# Control of MAPK Signaling by Cell Polarity Proteins

> **NIH NIH R01** · STATE UNIVERSITY OF NEW YORK AT BUFFALO · 2021 · $344,931

## Abstract

Signal transduction pathways function in interconnected networks comprising
common or shared proteins. How specific signals are directed through a common
protein module to induce a highly specific response is not clear. Some diseases like
cancer can arise because a signal that is meant to follow one path is misdirected into
another. One MAPK pathway in yeast regulates a microbial differentiation response
called filamentous growth. In fungal pathogens, filamentous growth is required for
virulence. The MAPK pathway is composed of G proteins and protein kinases that
function in multiple pathways. A major regulator of the pathway is the Rho GTPase,
Cdc42, which is widely considered a master regulator of cell polarity and signaling.
In this proposal is reported the discovery that Cdc42 is degraded by a mechanism
that involves ubiquitin modification of the protein. This discovery is important
because it provides a new way to regulate signaling pathways that require Cdc42 for
function. Thus, one objective of the proposal is to determine the functional
consequences of Cdc42 turnover on MAP kinase signaling (Aim 1). In addition to
Cdc42, several protein kinases are shared among MAPK pathways. In Aim 2, a
newly identified scaffold of the Ral GDS type will be examined that binds to kinases
to direct them to the MAPK pathway. The filamentous growth pathway is regulated
by a sensor protein of the mucin family. Mucins are large glycoproteins that regulate
signaling pathways through mechanisms that remain uclear. In Aim 3 of the
proposal, how the mucin connects to and regulates Cdc42 will be determined. One
candidate is the cell's main polairty scaffold, which has recently been found to also
regulate the MAPK pathway. Experiments are proposed to determine how the mucin
directs the polarity scaffold to the Cdc42 module. Collectively, this proposal will
define new mechanisms of G protein regulation, as well as how commom proteins
are directed to specific pathways.
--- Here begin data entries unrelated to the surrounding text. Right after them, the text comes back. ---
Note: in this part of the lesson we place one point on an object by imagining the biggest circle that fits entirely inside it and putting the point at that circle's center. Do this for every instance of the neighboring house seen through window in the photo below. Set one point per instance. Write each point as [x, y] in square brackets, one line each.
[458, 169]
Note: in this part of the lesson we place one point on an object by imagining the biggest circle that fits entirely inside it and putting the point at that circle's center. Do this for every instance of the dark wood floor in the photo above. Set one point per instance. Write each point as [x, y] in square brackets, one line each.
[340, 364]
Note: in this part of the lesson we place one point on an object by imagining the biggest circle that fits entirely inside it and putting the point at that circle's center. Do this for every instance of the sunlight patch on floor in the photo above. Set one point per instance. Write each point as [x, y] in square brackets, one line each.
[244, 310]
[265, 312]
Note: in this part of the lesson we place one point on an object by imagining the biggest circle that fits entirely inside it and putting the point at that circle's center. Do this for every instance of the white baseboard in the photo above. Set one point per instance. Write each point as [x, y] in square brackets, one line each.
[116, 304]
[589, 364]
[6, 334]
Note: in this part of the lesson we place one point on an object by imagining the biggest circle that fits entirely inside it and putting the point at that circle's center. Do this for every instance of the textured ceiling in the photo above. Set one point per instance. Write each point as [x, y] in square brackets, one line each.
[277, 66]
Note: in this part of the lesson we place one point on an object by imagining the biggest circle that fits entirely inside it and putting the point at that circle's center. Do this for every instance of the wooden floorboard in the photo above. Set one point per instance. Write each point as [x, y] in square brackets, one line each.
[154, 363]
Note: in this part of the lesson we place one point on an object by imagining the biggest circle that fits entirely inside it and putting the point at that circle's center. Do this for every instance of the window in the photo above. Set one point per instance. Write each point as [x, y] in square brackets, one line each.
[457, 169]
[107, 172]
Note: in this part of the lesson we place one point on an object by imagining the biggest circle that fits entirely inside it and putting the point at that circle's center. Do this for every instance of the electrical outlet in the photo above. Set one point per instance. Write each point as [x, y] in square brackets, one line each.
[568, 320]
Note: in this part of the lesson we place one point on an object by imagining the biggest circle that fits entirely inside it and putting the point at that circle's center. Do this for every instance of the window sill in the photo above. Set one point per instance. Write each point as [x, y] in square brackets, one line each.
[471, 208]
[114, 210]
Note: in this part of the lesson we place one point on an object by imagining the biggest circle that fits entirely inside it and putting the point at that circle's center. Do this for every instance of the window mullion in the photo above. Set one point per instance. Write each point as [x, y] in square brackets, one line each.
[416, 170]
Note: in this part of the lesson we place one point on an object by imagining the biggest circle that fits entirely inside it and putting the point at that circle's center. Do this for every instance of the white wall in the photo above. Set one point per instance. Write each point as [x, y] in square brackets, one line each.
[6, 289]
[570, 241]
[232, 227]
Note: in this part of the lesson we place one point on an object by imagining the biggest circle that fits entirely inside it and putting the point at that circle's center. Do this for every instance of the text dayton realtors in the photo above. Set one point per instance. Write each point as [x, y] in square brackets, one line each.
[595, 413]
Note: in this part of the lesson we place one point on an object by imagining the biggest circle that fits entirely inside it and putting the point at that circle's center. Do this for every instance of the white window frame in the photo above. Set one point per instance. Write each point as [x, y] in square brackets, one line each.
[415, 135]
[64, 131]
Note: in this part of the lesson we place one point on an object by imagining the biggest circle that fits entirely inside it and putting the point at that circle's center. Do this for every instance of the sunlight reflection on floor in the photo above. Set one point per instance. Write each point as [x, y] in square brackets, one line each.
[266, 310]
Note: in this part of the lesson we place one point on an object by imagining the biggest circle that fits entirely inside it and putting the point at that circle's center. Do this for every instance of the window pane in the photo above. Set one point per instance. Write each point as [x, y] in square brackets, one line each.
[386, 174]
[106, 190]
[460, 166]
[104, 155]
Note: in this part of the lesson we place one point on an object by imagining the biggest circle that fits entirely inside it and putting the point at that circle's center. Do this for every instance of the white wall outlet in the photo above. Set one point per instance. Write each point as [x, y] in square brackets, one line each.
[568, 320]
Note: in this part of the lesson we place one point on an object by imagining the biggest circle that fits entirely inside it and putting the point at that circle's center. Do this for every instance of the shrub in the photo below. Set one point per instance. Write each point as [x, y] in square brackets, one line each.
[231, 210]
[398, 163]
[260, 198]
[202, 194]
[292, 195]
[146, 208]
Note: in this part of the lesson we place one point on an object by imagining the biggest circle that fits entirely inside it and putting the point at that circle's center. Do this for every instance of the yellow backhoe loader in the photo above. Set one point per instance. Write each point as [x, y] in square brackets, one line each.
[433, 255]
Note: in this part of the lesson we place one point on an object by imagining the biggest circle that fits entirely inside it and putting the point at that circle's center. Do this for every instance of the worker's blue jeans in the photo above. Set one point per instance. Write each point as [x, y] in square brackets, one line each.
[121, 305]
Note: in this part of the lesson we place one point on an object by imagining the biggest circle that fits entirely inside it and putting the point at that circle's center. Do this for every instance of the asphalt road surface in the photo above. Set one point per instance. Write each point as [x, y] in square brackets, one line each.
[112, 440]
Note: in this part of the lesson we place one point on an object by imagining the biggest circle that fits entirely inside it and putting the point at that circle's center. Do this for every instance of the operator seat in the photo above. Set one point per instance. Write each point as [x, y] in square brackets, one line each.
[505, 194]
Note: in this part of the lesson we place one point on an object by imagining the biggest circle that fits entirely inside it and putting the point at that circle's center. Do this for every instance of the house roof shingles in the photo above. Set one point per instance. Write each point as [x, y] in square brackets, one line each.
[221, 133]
Given that the proteins in this pathway are highly
conserved from yeast to humans, insights gained from this proposal will likely extend
to signaling pathways in general, including those that are relevant to human health.

## Key facts

- **NIH application ID:** 10211615
- **Project number:** 2R01GM098629-10A1
- **Recipient organization:** STATE UNIVERSITY OF NEW YORK AT BUFFALO
- **Principal Investigator:** Paul James Cullen
- **Activity code:** R01 (R01, R21, SBIR, etc.)
- **Funding institute:** NIH
- **Fiscal year:** 2021
- **Award amount:** $344,931
- **Award type:** 2
- **Project period:** 2011-09-01 → 2025-03-31

## Primary source

NIH RePORTER: https://reporter.nih.gov/project-details/10211615

## Citation

> US National Institutes of Health, RePORTER application 10211615, Control of MAPK Signaling by Cell Polarity Proteins (2R01GM098629-10A1). Retrieved via AI Analytics 2026-05-23 from https://api.ai-analytics.org/grant/nih/10211615. Licensed CC0.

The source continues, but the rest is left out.